I just wanna cry right now. He's been at his mates place tonight sorting out some lighting and stuff, and im scared cos he's not come on msn yet meaning he's not home yet, so again, im scared. Where is he!

You see how paranoid I get? I'm so stupid.

I'm a mess.

:frown:

Reply 6

well all i can see is go out and hit the town, and if guys hit on you turn them down and so on. But then since you had first hand experience of how easily you turn other people down and not get tempted to cheat then you can think form hi s point of view how he does doesnt cheat.

Reply 7

Force yourself to do something else. Start by saying I'm not going to text/check his msn for 15mins and distract yourself for that amount of time. Then gradually build it up. There must be something else in your life you can focus on other than him. I know you don't need me to tell you what you're doing isn't healthy for your relationship.

Reply 8

Don't act on it.

The longer you suppress your mistrust, without incident; the easier it'll become.

Reply 9

Thanks. It's so difficult, I hate being like this. I wish I was a laid back person, but i'm not :frown:

I txt him last night but he didnt reply, then I went to bed and I rang him and he said he was still at his mates house and I could hear his mate in the background. That was at half 9 ish. he said he'd ring me when he got home so I said ok. Then I txt him to say please ring me otherwise i'll worry.

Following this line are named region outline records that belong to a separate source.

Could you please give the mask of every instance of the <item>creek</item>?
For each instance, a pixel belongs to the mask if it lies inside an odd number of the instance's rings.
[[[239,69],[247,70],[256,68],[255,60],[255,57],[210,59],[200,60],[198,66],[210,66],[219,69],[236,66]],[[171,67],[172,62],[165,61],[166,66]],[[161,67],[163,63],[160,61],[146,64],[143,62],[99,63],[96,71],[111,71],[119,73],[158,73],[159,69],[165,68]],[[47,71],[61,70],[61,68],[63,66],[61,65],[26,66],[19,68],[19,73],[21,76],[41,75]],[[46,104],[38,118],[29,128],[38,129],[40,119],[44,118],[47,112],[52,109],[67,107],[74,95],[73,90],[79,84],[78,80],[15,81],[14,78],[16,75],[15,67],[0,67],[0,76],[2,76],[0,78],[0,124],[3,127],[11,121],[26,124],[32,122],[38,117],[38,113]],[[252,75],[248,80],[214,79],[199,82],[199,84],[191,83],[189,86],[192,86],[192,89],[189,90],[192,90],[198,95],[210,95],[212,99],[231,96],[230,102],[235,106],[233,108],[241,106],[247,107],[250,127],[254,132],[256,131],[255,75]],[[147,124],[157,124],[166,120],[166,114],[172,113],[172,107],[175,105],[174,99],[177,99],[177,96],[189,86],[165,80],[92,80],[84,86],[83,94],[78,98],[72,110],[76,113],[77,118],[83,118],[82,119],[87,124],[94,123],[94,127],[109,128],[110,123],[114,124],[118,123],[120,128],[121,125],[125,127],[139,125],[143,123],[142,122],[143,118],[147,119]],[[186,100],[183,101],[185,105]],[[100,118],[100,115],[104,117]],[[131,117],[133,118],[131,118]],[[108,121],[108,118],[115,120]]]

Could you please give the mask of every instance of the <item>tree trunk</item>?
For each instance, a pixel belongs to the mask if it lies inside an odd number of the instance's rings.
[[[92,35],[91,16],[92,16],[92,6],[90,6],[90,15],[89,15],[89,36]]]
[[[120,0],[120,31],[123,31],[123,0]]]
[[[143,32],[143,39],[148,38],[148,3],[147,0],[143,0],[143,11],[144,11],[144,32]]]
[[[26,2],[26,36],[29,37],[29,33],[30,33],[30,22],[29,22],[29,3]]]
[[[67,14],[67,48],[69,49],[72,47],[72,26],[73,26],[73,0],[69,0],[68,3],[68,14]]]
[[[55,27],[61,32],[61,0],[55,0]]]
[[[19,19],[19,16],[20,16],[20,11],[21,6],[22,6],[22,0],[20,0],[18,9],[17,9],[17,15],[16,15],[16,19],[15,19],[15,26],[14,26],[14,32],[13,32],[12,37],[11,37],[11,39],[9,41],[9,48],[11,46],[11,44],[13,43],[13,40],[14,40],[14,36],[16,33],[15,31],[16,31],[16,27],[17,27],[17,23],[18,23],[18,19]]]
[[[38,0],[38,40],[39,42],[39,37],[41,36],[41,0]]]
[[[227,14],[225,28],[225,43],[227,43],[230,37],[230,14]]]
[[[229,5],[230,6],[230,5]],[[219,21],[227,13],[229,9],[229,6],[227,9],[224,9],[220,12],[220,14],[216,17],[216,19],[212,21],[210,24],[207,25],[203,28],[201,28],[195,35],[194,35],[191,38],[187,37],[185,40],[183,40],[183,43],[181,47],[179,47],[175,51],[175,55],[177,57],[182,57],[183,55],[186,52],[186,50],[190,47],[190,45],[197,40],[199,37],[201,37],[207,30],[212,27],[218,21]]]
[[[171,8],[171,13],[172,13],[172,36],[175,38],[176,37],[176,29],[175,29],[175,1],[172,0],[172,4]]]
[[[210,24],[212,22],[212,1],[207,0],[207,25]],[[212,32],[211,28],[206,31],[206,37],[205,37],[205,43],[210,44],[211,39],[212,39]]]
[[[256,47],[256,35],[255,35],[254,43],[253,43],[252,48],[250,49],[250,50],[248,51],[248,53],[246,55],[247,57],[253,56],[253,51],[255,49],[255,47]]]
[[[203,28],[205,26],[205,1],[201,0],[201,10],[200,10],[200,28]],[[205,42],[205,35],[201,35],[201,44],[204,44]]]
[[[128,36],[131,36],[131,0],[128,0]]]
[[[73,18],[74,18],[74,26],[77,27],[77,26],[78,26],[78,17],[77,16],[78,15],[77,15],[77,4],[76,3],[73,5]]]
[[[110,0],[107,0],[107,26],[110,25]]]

He never did ring me. I woke up at about 1.30 this morning and txt him saying in a jokey way that he was naughty not ringing me and that i'd talk to him in the morning. I feel like crap this morning. I've txt him saying i'm really sorry for txting him loads and its only cos I love him.

I'm gonna wait now until he gets in touch with me. Means I gotta try and not go see him at lunch. Why are relationships so difficult???

My dad is insecure as well, guess thats where I get it from. My mum went out with a friend (male) last night to the theatre and she never goes out. She's completely trustworthy, I know that. But I heard her and my dad arguing this morning cos he didn't like her going out. I guess it's just like me really. I don't wanna end up being that insecure like my dad. I know it will ruin my relationship with my bf or any guy if I don't sort it out now. My mum is sick of it and that's cos of my dads insecurities so I know I gotta stop.

Everyone tells me how much I can trust my bf and that he'd never cheat so I guess they see what I see in my mum, that she'd never do it.

I jsut need to trust him. Thanks for all your replies. It really helps me to talk about it.

Reply 10

Yeah you DO just need to trust him! Try to relax! Freaking out or smothering him all the time is not going to do your relationship any good! give him some space! It will be hard, but you NEED to do this for your own good.

Reply 11

"we were practically inseperable, seeing each other every day nearly. Then he needed some space a couple of nights a week and I found out he had been talking to his friend about it. She's a girl who I hate, hence why i'm even more paranoid that he's cheating on me with her. Deep down I don't think he would though, he's such a good guy. I know he loves me. It's just me and my head."

I was exactly the same as this and it near enough ruined my relationship.
You've just gotta let it go and ignore it, find something else to focus your mind on, the more time he spends with this girl the more i trust him. I know it sounds crazy but it's true. it's hard i know that but it can be done.